The whole housing mess was caused by FRAUD! You had lenders/brokers lying to their borrowers; You had borrowers lying about their income and assets; You had banks, insurance companies and hedge funds lying about the real value of their mortgages.
The robust economy over the past 3-4 years was caused by the cheap money fueling the housing boom. People saw their homes jump in value and started borrowing against them to buy cars and TV’s. Now that the money is gone, the economy must stand on earned income.
This new bill 1852 is another way to force the taxpayers to support the crappy lending practices that caused this whole mess. I can’t believe the complacency of our government.
They are trying to go back to the free money economy with governement guarantees so that it can’t lock up the mortgage market again. What a waste of taxpayers dollars. They are patching the housing bubble with concrete patches. Sooner or later, it will completely unravel and the economy will pay dearly.
http://www.telegraph.co.uk/money/main.jhtml?xml=/money/2007/09/19/bcnsaudi119.xml
This article is a good synopsis of what will eventually happen.

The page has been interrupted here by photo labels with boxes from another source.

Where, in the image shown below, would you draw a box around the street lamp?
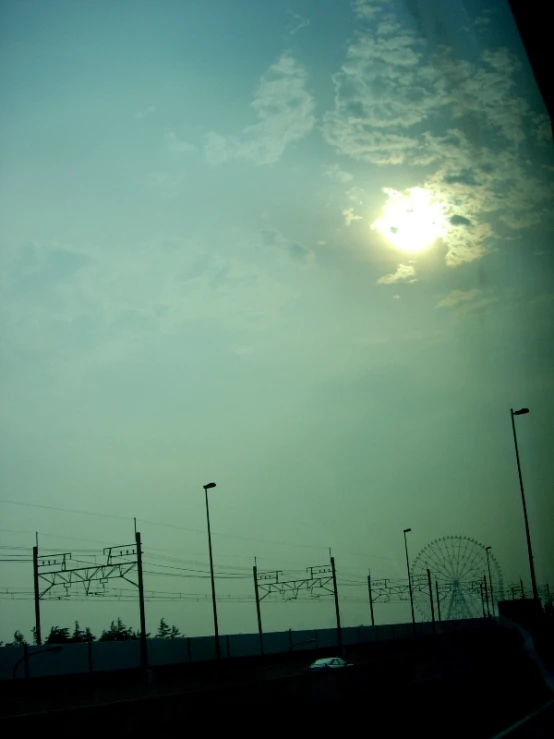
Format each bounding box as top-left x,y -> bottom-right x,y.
204,482 -> 221,659
403,529 -> 415,634
510,408 -> 539,601
485,547 -> 496,618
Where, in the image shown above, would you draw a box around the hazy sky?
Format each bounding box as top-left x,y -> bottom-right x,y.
0,0 -> 554,639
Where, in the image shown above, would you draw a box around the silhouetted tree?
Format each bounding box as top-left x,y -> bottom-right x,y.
12,629 -> 27,647
46,626 -> 72,644
98,618 -> 134,641
83,626 -> 96,642
158,618 -> 171,639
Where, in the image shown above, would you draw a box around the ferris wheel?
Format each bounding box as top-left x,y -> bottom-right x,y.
411,536 -> 504,620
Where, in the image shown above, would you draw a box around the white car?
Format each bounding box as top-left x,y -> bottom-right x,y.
308,657 -> 352,672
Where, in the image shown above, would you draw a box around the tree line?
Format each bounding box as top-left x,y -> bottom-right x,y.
0,618 -> 181,647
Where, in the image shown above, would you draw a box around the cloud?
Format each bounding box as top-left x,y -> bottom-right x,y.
323,7 -> 554,268
135,105 -> 156,118
325,164 -> 354,184
204,51 -> 315,166
435,290 -> 481,308
233,346 -> 254,356
287,10 -> 311,36
342,208 -> 362,226
377,264 -> 415,285
260,230 -> 315,264
323,21 -> 446,164
3,238 -> 292,382
165,130 -> 196,154
352,0 -> 390,20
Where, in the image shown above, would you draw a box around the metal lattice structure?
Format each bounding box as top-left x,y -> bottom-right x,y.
37,544 -> 138,600
412,536 -> 504,620
255,565 -> 335,601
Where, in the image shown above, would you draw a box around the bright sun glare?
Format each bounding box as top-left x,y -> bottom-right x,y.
371,187 -> 447,254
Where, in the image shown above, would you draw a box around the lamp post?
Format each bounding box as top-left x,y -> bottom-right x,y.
510,408 -> 539,601
485,547 -> 496,618
403,529 -> 415,634
204,482 -> 221,660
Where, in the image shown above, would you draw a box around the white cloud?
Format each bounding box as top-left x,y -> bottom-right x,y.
323,8 -> 553,267
287,10 -> 311,36
3,238 -> 292,381
342,208 -> 362,226
323,23 -> 445,164
435,290 -> 481,308
325,164 -> 354,184
165,130 -> 195,154
260,230 -> 316,264
204,52 -> 315,165
352,0 -> 390,20
135,105 -> 156,118
233,346 -> 254,356
377,264 -> 415,285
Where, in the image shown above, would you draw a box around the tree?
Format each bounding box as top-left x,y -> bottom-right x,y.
46,626 -> 72,644
98,618 -> 134,641
158,618 -> 171,639
71,621 -> 85,643
156,618 -> 181,639
13,630 -> 27,647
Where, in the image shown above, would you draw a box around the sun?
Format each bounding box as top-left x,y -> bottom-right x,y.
371,187 -> 448,254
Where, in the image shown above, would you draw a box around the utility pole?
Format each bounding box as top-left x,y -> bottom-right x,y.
427,569 -> 437,634
479,582 -> 487,618
367,572 -> 375,626
331,557 -> 342,654
510,408 -> 540,603
253,565 -> 264,657
485,547 -> 496,618
33,534 -> 42,647
404,529 -> 416,636
135,531 -> 148,670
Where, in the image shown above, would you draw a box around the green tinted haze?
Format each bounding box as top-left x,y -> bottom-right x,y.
0,0 -> 554,640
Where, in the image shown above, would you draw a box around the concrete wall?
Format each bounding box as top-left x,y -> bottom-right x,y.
0,619 -> 482,680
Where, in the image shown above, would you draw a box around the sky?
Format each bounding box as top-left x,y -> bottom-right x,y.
0,0 -> 554,641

More PR hype…raising the FHA loan limits to $500K will do absolutely zero for the disaster that is subprime. Why? A majority of subprime borrower applications were stated income, stated asset or bank statement loans. FHA is full doc — W2s, paystubs, tax returns and bank statements — which documents the subprime lenders thought that people could not find in their top dresser drawer so they gave away money at 106% LTV to borrowers who will never have the earning power to repay — And as far qualifying full doc for a $500K loan — @ 6.5% the P&I payment would be $3,160. plus taxes, insurance, and MIP… say $3,500.00 a month — the borrower would have to document more than $10 Gs a month to qualify — think about it …. if the subprime borrower earned $120K or more a year then why did they take a subprime loan in the 1st place.
No, the FHA is not going to bail out this mess nor is Fannie or Freddie. Lenders will be stuck with a massive inventory of homes for sale with no buyers … unless they offer huge discounts to people who can actually document their income … what a unique concept.